A pesar de que su imperio era cada vez más grande, Lucas descubrió que su verdadero reino estaba en casa. Su legado no se trataba solo de riqueza o tecnología, sino de los hijos que un día llevarían partes de él al mundo.
Con los diminutos brazos de Sofía rodeándole el cuello y su inocente voz declarándolo su héroe, Lucas se dio cuenta de que este era el capítulo de su vida que más atesoraría.

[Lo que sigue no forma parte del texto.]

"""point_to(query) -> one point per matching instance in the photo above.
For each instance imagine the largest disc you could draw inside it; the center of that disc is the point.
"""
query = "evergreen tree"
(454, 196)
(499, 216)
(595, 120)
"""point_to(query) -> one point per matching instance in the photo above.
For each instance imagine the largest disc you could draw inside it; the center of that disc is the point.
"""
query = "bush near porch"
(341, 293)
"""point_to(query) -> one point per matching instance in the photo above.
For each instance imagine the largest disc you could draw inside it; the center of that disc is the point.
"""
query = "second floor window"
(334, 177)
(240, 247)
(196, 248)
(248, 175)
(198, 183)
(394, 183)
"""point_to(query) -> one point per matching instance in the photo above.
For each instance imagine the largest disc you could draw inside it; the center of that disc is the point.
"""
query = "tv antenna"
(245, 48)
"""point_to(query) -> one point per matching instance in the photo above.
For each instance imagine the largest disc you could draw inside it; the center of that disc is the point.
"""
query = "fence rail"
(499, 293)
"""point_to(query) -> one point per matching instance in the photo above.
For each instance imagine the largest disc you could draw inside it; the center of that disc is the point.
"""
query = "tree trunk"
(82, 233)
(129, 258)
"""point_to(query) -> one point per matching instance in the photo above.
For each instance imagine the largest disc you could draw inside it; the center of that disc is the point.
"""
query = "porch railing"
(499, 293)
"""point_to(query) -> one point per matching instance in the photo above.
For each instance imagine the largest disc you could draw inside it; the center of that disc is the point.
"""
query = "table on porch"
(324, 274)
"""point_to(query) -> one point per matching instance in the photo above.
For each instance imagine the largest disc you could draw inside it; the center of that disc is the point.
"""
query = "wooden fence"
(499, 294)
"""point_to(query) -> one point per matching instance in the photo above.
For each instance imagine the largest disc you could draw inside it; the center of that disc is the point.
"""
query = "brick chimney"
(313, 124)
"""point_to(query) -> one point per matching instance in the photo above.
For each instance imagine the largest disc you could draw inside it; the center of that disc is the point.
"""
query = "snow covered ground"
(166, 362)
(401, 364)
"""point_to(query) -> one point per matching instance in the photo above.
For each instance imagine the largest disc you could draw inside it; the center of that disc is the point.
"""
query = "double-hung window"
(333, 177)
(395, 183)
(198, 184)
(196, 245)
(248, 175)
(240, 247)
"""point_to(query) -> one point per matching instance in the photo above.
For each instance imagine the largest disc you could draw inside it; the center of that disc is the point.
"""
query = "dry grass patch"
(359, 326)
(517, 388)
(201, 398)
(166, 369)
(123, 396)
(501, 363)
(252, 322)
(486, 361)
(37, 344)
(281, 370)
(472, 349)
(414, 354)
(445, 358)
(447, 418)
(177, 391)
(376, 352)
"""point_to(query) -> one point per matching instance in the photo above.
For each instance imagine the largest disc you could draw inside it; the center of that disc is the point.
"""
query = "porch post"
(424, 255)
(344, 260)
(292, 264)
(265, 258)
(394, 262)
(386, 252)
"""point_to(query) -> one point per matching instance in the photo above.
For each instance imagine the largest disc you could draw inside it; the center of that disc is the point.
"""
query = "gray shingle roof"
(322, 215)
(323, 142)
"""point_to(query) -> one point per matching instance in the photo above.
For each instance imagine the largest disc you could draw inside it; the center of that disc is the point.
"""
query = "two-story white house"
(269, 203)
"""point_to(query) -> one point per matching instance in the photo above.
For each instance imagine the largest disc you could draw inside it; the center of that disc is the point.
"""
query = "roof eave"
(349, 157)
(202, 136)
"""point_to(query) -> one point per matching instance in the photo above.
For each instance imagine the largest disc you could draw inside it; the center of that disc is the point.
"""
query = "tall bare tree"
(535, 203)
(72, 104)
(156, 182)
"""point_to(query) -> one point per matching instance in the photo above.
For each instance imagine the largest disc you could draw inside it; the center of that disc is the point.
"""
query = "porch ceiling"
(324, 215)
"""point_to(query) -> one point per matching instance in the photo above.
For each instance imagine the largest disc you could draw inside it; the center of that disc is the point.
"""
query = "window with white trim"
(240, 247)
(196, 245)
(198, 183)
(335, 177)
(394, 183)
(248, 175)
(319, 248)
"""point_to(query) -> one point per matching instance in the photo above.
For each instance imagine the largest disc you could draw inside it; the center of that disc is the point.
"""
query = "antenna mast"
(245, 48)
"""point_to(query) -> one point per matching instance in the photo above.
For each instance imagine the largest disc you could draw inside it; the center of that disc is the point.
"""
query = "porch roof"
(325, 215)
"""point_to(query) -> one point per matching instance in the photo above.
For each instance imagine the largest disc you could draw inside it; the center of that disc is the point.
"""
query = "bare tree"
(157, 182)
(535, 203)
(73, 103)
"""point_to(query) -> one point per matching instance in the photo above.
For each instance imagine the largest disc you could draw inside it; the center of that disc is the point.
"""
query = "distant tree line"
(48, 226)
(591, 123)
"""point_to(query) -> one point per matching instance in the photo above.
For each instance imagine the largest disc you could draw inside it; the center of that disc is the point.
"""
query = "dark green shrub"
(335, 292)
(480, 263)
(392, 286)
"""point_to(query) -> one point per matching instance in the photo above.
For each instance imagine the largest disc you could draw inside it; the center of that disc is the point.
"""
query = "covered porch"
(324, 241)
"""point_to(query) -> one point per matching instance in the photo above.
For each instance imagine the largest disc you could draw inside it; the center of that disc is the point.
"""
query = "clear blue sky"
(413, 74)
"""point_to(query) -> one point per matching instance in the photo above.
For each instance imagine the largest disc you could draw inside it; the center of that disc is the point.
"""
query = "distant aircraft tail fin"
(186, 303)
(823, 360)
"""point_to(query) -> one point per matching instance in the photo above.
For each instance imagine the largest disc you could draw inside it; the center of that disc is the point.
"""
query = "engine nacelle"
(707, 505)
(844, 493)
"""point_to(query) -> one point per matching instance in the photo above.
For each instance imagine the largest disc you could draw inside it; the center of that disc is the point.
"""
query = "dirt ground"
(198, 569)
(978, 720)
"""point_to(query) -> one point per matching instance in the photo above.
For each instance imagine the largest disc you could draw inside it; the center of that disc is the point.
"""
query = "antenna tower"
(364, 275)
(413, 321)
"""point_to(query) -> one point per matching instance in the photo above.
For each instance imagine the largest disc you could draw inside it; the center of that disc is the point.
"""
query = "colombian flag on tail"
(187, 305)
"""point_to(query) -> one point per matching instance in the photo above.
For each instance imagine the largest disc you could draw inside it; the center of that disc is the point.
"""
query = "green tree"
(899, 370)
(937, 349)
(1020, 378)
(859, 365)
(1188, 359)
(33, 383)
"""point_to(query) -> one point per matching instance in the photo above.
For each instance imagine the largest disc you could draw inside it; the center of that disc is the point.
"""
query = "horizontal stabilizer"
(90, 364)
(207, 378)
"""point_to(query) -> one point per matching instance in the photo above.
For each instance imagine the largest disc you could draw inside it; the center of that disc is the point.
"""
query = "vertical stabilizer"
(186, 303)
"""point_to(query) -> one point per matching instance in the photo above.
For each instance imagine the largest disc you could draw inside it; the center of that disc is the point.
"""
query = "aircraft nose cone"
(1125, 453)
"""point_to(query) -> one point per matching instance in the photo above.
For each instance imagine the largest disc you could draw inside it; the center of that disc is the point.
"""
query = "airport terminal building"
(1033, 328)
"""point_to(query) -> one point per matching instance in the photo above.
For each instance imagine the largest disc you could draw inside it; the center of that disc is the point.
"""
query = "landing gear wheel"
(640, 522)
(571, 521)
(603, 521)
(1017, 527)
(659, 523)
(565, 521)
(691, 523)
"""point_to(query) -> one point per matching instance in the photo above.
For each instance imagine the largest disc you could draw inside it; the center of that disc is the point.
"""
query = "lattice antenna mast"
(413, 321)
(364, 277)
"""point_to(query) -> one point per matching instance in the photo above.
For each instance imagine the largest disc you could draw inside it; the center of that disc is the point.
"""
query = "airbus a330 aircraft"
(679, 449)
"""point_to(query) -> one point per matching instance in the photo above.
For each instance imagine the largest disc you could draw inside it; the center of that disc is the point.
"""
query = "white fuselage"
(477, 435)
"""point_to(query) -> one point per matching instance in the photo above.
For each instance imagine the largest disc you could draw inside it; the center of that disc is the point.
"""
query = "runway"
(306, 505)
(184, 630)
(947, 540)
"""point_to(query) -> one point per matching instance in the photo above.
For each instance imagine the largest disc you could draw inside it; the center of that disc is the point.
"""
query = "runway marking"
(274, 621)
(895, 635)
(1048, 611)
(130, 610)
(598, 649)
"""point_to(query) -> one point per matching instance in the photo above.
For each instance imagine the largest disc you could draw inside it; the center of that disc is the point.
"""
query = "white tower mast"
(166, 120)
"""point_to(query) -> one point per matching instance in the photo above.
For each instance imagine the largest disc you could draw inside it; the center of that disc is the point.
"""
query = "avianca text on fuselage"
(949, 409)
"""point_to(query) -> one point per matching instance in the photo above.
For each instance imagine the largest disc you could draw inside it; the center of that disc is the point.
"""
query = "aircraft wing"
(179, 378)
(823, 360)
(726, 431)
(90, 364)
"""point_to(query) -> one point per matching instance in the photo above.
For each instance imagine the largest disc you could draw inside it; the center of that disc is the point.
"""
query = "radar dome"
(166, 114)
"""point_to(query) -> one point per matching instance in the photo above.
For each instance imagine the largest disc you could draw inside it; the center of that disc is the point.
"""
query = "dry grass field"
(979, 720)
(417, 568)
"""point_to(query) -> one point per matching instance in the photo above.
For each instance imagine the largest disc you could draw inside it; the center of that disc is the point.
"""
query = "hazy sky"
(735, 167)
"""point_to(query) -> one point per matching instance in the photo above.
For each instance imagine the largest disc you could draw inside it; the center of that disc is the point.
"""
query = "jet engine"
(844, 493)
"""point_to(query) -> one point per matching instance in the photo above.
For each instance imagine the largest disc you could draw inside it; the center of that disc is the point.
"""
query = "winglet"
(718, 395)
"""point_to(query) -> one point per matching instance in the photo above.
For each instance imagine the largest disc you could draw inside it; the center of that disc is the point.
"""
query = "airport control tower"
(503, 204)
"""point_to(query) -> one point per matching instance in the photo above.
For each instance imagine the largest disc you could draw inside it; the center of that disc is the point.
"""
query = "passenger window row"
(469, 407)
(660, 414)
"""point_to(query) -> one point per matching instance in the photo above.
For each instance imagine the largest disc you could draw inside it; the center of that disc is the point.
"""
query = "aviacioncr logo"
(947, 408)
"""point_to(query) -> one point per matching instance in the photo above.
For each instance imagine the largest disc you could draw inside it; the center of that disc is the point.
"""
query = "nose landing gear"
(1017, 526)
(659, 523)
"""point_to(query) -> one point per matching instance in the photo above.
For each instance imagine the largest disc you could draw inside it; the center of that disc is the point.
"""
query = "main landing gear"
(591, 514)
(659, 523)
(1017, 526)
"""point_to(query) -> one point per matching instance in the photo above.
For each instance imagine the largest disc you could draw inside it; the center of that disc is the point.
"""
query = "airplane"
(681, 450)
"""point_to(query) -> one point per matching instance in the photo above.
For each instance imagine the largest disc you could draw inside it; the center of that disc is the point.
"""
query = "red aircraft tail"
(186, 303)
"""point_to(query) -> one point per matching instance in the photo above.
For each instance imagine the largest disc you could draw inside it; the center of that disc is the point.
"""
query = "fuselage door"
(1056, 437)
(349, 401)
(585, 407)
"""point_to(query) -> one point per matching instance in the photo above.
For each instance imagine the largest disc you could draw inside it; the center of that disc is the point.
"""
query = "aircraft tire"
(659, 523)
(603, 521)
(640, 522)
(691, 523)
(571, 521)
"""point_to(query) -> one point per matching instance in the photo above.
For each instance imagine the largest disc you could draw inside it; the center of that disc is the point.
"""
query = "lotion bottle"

Al caer la noche, la familia se reunió para cenar, y las risas y el parloteo llenaron el ambiente. Liora bromeaba con su hermana pequeña, Bella se afanaba con la comida y Annie se inclinó hacia Lucas para susurrarle: —Has cambiado. Esto de la paternidad… te sienta bien.
Lucas solo sonrió, con la mirada enternecida mientras observaba a Sofía intentar comer con una cuchara demasiado grande para sus manos. A pesar de todos sus miles de millones, nada se comparaba con este momento: la vida de un hombre que lo tenía todo, pero que encontraba su mayor alegría en criar a una niña que pensaba que él era el centro de su universo.